En esa
radiografía de Nueva York que es La
hoguera de las vanidades, Tom Wolfe nos cuenta que cada año eran detenidas
en el Bronx cuarenta mil personas entre las que había de todo: incompetentes,
subnormales, psicópatas, alcohólicos, payasos y buenas gentes, todos ellos
detenidos por algún tipo de enfurecimiento terminal. Pero había también otros
tipos de quienes lo mejor que podía decirse era que se trataba de seres
vilmente malvados.
Por lo que
sabemos, con frecuencia elegimos mal. Se dice que hemos inventado la música
de cámara, pero también la cámara de gas, y que estamos obligados a elegir,
pero no estamos obligados a acertar. De ahí que sea necesaria una brújula
que nos oriente en el confuso y agitado mar de la vida: eso es la ética.

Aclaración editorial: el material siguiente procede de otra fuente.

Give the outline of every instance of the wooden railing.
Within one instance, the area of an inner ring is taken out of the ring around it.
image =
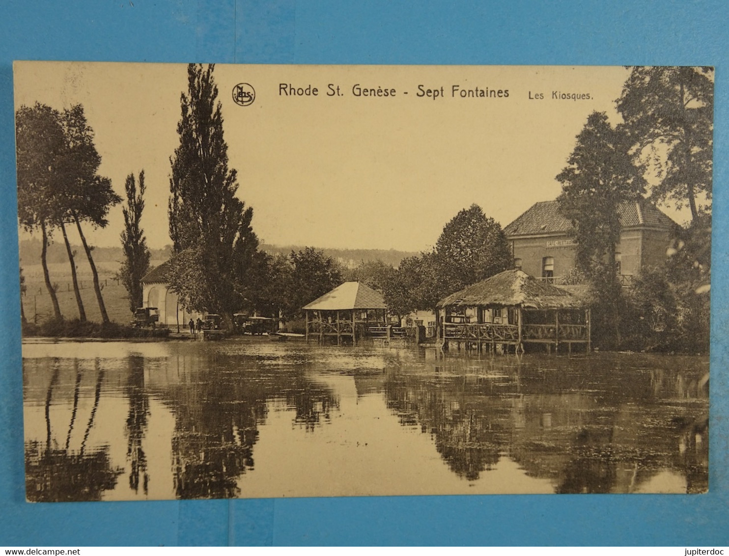
[[[371,338],[404,338],[407,332],[404,326],[370,325],[367,327],[367,335]]]
[[[463,340],[474,342],[518,342],[519,327],[515,324],[483,323],[450,323],[443,324],[443,337],[446,340]]]
[[[466,342],[518,342],[519,327],[515,324],[484,323],[445,323],[443,338]],[[588,327],[584,324],[524,324],[522,341],[586,342]]]
[[[337,322],[326,322],[321,321],[311,321],[308,324],[309,334],[351,334],[351,321],[340,321]]]
[[[584,324],[525,324],[521,329],[524,341],[586,342],[588,327]]]

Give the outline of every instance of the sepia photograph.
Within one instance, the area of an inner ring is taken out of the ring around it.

Y por
esa razón, si el homínido se convierte en homo
sapiens, no le queda más remedio que convertirse en homo ethicus. Es decir, no le queda más remedio que diseñar un
mundo habitable.
Algo que requiere elegir bien para no acabar mal; respetar la
realidad; respetarse a sí mismo; abrir los ojos y aprender a mirar; superar la
ley de la selva; no ser lobo para el hombre; usar la brújula y el mapa; saber
que el terreno está minado; estar dispuesto a sufrir. En resumen: sostener un
esfuerzo inteligente al servicio del equilibrio personal y social. Y si se
quieren emplear palabras diáfanas: hacer el bien y evitar el mal.